Yep, TJ, them's the ones

to clarify, I think the equipment stocks are both more cyclical, and more richly valued. later this year I may very well be long some semi names and short some equipment names.

for now though, yes, I think the CSFB guy and the other couple pessimists quoted in the SS piece have got it wrong. if you want to stack up the credibility of the CSFB guy against Morris Chang, it's no contest - in terms of experience, and particularly in terms of current insight into order books and the tone of business and demand. Although I will say, however foolish the CSFB guy may be for thinking he sees the industry better than Chang, he certainly doesn't lack for chutzpah.

The problem with some of the more pessimistic guys is they're just working theoretical numbers and trying to match them against previous cycles -- as though it was purely a quantitative exercise that required no interpretation.

It reminds me of the kid who knows how to mimic the words the adults are saying, but has no idea what they really mean.

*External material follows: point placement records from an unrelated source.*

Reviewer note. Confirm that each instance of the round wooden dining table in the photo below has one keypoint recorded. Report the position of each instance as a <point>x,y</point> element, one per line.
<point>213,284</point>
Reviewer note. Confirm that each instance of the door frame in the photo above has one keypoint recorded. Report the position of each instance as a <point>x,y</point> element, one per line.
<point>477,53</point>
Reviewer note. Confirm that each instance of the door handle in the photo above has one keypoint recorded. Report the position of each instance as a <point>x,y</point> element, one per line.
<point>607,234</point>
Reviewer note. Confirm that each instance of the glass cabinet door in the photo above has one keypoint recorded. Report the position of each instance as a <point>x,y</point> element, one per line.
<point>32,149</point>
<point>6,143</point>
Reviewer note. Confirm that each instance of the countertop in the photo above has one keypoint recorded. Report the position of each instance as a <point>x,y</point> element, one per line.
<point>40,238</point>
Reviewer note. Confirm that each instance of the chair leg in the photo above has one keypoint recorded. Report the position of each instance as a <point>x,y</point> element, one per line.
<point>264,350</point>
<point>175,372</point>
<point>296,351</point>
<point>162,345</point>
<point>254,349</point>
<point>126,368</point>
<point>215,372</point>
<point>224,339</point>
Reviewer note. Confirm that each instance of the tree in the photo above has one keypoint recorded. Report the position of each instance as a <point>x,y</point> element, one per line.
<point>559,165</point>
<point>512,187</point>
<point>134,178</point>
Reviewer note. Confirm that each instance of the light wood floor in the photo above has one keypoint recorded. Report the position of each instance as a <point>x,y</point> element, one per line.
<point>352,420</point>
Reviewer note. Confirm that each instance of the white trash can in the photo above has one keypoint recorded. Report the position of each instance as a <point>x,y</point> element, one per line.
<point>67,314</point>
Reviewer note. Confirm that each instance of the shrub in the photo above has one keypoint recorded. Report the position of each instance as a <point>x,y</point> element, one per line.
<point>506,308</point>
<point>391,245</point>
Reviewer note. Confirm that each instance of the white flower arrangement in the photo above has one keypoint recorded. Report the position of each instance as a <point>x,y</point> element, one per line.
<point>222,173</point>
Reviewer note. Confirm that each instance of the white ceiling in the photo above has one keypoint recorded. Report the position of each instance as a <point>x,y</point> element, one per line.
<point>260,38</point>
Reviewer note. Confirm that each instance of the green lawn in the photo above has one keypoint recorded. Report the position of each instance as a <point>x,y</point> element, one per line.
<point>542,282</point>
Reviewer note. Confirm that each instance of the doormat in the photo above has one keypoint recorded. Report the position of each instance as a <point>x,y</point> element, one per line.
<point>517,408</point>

When trying to then use them in sentences without real understanding of meaning, final language output is bound to get mangled and screwed up.

Historically, rapidly rising prices and maximum capacity utilization has come within 3-6 months of the cycle peak. But the characteristics of this cycle are different than past cycles, most specifically because capacity hasn't been added on with the reckless abandon of past cycles. More importantly, the demand side of the equation simply doesn't exhibit the characteristics it would near a peak. We don't see accelerated and exaggerated end-demand projections being used to drive parabolic increases in orders. The price increases are more the product of starved production and relatively slower rate of changeover from 200 mm to 300 mm (and .18 to .13 and .13 to .09).

I think we'll see this cycle last well into 2005, likely second half. So perhaps Chang is a bit optimistic. But I also think this cycle will be notable for its lack of amplitude relative to past cycles. I expect the relative peak to be lower, but also the "fall back" to be less devastating.

FWIW, just one man's opinion. But I would pay more attention the metrics and assumptions used by these analysts to come up with their pronouncements, than the pronouncements themselves, then make your own judgement based on what you think are the reasonable metrics.